A patented testing method for vessel dynamic positioning (DP) systems has won a leading technical innovation award in the offshore sector.
OneStep Power clinched Offshore Support Journal’s Innovation Award at a prize gala evening for its patented Generator Voltage Response Tester (GVRT). This enables vessel owners and their clients to perform fault ride through verification and associated testing of ship's DP systems in a safe and repeatable manner.
This innovation award, sponsored by classification society Bureau Veritas, recognises an innovative product, system or service that has made a significant impact on the design, build and/or operational aspects of offshore support vessels in service during 2018. It was presented to OneStep Power’s management at the Annual Offshore Support Journal Conference in London.
OneStep Power’s GVRT allows for all excitation-based testing requirements, without the need to change protection system settings. This can be achieved in a controlled process. GVRT is the first testing system of its kind. OneStep Power engineers temporarily install a GVRT on each generator in a complete vessel system. Through its software and hardware components, OneStep Power can control the system to perform testing. This means DP generators can be tested reliably and safely without modifying the system's settings.
In 2018, OneStep Power developed preproduction GVRT prototypes for multiple generators on a single buss-bar, and completed a voltage dip ride through test. Its final outcome demonstrated that this was a game-changing moment in DP power systems. OneStep Power presented reliable and repeatable testing to prove closed-buss operating configurations.
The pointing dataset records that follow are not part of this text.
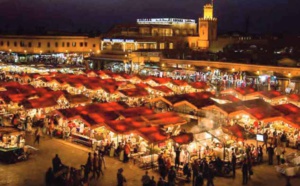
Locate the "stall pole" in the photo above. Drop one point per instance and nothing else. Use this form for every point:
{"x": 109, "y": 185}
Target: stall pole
{"x": 256, "y": 136}
{"x": 152, "y": 159}
{"x": 199, "y": 156}
{"x": 224, "y": 151}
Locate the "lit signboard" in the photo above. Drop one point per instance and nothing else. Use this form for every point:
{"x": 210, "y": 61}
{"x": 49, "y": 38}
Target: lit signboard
{"x": 165, "y": 21}
{"x": 119, "y": 40}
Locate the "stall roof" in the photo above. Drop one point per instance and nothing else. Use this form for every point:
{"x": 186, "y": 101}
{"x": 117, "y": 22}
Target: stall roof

The next step is to take this innovation to a commercial project, said OneStep Power president Mark Craig. "We are a fresh start up and in two years we have got this innovation up and running," he said.
OneStep Power beat MacGregor and Rolls-Royce Marine to win this prestigious award. MacGregor was nominated for its FibreTrac fibre-rope offshore crane, which allows operators to use the full lifting capacity of the crane, at practically any depth. This means a smaller crane and vessel can be used for more assignments, and owners can bid on a wider range of contracts.
This is made possible because of neutrally-buoyant, high-performance fibre rope, which does not add anything to the load experienced by the crane. This is in contrast to steel wire cranes, which have to bear the load and the ever-increasing weight of wire paid out.
Rolls-Royce Marine was nominated for its new lightweight winch driven by a permanent magnet electrical motor. This XT70 PM escort, render and recovery towing winch provides enough pull for most oceangoing and harbour duties without the risk of oil leaks from a hydraulic drive.